Türkiye’nin Şengal emeli

Ortadoğu’da hegemonik olmayan ve demografik çoğulculuğa olabildiğince önem veren tek güç KSH’dir. Denklem bozucu bu pozisyonu nedeniyle işin içindeki birçok güç tarafından istenmiyor. Ancak Türkiye dışındaki tüm güçler de bilmektedir ki, sahada savaşma ve ilerleme ile birlikte mevcuttaki konumu koruyabilme gücü oldukça yüksek olan ve bu gücü çoğulculuk yönünde kullanan da KSH’dir. 

Türkiye, uluslararası güçlerin KSH ile ilgili bu gerçekliğini bildiği için Musul denklemine farklı bir açıdan daha müdahale etmeyi planlamaktadır. Türkiye koşulları sağlar ve güç getirebilirse Şengal’de bulunan ve Ezîdîlerin öz savunma gücü olan YBŞ’nin bu bölgedeki konumuna saldırmayı hedeflemektedir. YBŞ’nin (Yekîneyên Berxwedana Şengal –Şengal Direniş Birlikleri) varlığı, merkezi Irak Hükümeti tarafından tanınmaktadır. Ancak Türkiye, Musul operasyonunda muhtemel YBŞ varlığını direkt tehdit olarak görmekte ve bu durumu pazarlık konusu yapmaktadır. İleriki süreçte operasyonda kimlerin resmi olarak kimlerin dolaylı yollardan katkı vereceği, daha da netlik kazanacaktır. Ancak Türkiye, YBŞ’ye yönelmek istiyor; bu imkanı bulamasa bile YBŞ’nin operasyonun resmi veya dolaylı bir parçası olmasını engellemeye çalışıyor. Yani Türkiye’nin ve Haşdi Vatani’nin (Başika’da eğitilen Nuceyfi’nin milis gücü) olmadığı muhtemel bir Musul operasyonunda YBŞ’nin de olmasını engellemek için IŞİD ile senkronize sansasyonel eylemler gerçekleştirilebilir.
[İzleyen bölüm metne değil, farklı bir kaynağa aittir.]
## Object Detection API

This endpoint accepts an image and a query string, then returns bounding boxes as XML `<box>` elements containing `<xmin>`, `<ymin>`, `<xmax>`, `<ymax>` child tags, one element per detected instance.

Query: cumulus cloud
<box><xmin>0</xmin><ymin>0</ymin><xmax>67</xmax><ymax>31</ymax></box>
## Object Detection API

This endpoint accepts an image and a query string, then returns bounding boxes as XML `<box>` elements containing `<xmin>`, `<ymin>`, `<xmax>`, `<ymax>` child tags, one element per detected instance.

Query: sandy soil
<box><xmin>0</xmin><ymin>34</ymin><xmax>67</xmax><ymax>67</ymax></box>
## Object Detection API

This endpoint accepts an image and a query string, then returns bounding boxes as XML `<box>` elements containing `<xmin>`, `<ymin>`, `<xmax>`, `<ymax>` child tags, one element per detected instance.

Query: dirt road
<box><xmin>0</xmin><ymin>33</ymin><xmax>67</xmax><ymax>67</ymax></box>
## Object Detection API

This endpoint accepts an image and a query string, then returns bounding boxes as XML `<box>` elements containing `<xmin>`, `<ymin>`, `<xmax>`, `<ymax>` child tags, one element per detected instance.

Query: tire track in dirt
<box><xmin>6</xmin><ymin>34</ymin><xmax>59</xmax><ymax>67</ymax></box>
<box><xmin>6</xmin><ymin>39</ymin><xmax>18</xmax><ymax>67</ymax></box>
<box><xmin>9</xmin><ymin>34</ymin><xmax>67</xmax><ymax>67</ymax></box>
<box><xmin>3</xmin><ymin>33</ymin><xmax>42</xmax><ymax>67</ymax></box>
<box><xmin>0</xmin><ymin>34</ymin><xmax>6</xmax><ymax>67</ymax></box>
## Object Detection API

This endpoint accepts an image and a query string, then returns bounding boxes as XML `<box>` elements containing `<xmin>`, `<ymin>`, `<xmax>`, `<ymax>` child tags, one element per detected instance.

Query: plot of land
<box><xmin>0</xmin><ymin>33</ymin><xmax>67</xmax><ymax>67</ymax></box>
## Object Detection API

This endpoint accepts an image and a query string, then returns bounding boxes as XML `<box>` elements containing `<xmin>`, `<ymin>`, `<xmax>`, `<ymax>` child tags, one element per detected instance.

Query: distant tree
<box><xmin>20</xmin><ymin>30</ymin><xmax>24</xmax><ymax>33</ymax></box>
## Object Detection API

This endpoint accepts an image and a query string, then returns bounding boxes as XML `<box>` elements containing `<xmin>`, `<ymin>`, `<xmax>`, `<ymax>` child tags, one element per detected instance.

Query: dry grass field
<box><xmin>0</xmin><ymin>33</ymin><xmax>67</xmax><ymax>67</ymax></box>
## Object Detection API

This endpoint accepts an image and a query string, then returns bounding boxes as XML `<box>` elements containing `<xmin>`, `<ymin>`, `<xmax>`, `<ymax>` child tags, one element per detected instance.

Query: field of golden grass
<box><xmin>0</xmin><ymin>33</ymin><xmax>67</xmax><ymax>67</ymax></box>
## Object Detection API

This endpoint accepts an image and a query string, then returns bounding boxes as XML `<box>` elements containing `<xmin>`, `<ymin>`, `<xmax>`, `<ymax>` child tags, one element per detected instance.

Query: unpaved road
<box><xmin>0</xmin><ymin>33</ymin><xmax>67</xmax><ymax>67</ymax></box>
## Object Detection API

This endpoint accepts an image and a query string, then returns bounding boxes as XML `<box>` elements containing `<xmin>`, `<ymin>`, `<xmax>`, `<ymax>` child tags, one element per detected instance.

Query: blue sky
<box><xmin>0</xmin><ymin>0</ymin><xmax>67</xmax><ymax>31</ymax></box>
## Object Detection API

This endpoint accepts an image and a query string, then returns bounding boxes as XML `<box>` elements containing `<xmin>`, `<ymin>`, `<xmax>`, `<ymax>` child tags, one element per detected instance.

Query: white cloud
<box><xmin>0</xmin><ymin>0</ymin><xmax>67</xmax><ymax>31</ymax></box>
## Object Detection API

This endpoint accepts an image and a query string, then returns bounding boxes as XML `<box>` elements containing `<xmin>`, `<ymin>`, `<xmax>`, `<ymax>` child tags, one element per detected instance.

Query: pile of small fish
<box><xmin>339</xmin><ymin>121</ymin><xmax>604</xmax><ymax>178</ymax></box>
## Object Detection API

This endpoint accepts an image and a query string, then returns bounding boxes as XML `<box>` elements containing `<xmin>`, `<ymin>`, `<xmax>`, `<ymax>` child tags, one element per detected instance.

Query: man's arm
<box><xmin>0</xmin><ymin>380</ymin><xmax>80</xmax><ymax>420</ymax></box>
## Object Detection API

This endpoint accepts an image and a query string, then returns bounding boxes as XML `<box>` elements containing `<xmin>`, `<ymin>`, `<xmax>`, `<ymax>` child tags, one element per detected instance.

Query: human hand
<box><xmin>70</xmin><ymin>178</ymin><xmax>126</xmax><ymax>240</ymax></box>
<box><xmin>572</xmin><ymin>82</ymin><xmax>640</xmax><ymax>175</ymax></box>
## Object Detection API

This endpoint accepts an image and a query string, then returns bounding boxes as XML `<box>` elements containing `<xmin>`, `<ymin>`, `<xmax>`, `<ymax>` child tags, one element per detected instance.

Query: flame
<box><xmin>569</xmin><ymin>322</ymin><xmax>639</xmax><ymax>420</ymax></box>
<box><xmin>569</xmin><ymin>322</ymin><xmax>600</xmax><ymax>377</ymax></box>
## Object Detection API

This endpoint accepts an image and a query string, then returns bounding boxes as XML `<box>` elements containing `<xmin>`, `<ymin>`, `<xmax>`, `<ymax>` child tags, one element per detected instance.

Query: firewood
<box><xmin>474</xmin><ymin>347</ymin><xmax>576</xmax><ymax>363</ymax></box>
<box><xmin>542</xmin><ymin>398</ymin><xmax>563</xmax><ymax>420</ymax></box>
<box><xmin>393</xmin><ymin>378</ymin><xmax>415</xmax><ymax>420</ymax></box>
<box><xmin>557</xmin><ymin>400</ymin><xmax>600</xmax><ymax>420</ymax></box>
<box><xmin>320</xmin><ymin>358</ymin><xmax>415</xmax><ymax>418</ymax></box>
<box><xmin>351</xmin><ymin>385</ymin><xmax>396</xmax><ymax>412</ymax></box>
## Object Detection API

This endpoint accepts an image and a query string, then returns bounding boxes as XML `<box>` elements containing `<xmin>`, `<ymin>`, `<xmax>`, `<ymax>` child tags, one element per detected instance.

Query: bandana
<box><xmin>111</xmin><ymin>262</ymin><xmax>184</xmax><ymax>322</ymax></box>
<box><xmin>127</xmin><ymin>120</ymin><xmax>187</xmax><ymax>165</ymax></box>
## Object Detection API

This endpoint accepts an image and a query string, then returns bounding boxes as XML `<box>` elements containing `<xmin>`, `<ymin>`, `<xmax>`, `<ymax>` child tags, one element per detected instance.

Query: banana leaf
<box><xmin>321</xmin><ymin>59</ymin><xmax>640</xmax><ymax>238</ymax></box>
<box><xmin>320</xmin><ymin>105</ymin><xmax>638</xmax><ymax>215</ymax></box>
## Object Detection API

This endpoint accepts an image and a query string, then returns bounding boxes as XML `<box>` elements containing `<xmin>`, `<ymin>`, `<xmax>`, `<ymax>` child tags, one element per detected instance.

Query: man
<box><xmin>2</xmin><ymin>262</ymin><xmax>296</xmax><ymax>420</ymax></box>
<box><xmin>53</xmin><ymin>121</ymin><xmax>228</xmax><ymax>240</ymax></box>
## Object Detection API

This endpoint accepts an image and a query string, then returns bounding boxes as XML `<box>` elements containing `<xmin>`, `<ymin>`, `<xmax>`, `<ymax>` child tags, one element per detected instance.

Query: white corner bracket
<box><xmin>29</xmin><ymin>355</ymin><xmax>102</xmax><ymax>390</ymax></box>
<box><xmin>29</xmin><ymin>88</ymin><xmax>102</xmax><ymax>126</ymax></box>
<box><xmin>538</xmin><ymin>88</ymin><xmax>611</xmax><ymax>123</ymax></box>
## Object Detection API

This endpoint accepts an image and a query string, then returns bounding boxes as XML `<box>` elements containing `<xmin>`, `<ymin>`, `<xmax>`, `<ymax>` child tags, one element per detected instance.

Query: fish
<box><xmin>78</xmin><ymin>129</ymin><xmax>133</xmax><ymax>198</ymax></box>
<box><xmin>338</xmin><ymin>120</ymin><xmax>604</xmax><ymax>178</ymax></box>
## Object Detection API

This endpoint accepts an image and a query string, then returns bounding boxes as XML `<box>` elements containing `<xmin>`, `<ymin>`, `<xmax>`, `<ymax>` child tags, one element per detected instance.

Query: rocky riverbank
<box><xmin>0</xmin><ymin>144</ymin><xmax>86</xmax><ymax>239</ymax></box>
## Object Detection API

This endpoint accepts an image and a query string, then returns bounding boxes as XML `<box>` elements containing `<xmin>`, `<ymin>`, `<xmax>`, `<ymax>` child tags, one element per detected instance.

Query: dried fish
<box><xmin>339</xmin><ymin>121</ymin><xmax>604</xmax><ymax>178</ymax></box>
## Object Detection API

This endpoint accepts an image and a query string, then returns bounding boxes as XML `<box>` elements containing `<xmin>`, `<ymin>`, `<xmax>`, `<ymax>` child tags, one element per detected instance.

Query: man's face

Türkiye, kendisinin veya Haşdi Vatani’nin operasyonda olduğu herhangi bir konumda YBŞ’nin zaten olamayacağını kabul ediyor.  Bu sansasyonel eylemleri Haşdi Vatani’yi veya farklı bir milis gücünü YBŞ ile çatışma pozisyonuna çekerek yapmayı da planlanıyor olabilir. Milis güçlerin böyle bir çatışmanın içinde olması durumunda, YBŞ’nin kendi iç meseleleri ile uğraşan ve Musul’da yer almayan bir konumda kalması isteniyor ve hesap ediliyor.

Köklü değişimlere gebe

Türkiye’nin bu gibi kirli planlamalarının içinde bazı Kürt partilerinin de olması tek kelimeyle tarihi bir hata olur ve üzerlerinden tarih boyunca silinmeyecek bir kara leke kalır.

ABD, Irak ve İran’ın denklemin içinde olduğu bu operasyonun Türkiye’nin emelleri uğruna tehlikeye atılması kabul edilemeyecek bir gerçeklik olduğu için birbiri ardına açıklamalar yapılmaktadır. Türkiye’nin ne operasyondaki varlığı ne Irak’taki varlığı hatta ne de Güney Kürdistan’daki varlığı isteniyor. Sözünü ettiğimiz bu gelişmeler ışığında önümüzdeki sürecin şimdiden tahmin edemeyeceğimiz kadar köklü değişimlere gebe olduğu açıktır.